Angela Mashford-Pringle

Angela Mashford-Pringle
Grad Year: 
Program Consultant
Public Health Agency of Canada

“I manage and guide community-based organizations that deliver the Community Action Program for Children and the Canada Prenatal Nutrition Program in Ontario. I am responsible for conducting literature reviews, following emerging issues, reviewing budgets and cash flows, meeting the general public, and connecting with various levels of government and other key stakeholder groups,” says Angela.

“The rewards of the position are getting to meet people from across the country and understand the social determinants of health that each participant brings to the table. We have flexible start and end times that allow you to balance your work with your personal life.”

She says her job requires tact, judgment, an ability to communicate in writing and orally in both French and English. A good understanding of public health and a working knowledge of financial documents are also necessary.

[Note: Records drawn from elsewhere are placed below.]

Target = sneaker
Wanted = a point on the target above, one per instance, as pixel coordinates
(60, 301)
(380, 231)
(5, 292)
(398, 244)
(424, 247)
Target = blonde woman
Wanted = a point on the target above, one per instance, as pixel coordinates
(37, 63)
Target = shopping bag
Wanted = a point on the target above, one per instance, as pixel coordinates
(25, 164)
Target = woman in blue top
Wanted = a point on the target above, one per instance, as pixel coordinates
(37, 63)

“I didn't need to do a job search because I had a contracted position based on my last undergrad course. I was also pregnant upon graduation and was not looking for a full time position at that point,” she says.

“When I did look for a full time position, I sent resumes out to companies and organizations that I thought would make best use of my skills and education. I was hired at the federal government because I was flexible, willing to learn, understood key concepts, and used my education effectively.”

While completing a senior undergrad thesis, Angela was instructed by a professor to get current statistics for Aboriginal people. She contacted Indian and Northern Affairs Canada and from her inquiry, she received a contracted position for two years.

“This helped me to understand the government and get my foot in the door,” she says.

Angela is a member of the American Sociology Association and volunteers at her daughter's school council as vice chair. If she could do anything differently, she says she might have entered grad school earlier.

“I'm still attempting to get accepted to grad school in Sociology at this time. I would have spent some time while I was an undergrad to understand what employers in my field were looking for (Masters/PhD) and would have tried to keep in touch with professors after I left school,” she says.

”I would have also liked to have taken courses at downtown campus and become known there as well. I would have made my presence known better had I know that professors can be helpful in and out of academia.”

Angela says you have to create your own opportunities.

“Opportunities don't knock on your door. Always network and learn more about people you meet (casually, personally or professionally). At some point in your future, these people may be influential in your career or academic development,” she says.

“I believe that no situation is bad, you have to use the situation as a learning opportunity and decide how you can make it better. A lot of my success has been my resilience and resolution that I cannot fail unless I will myself to fail. Everyone must create their own destiny. Life is what you make it and you can make it great or just mediocre. It’s your decision.”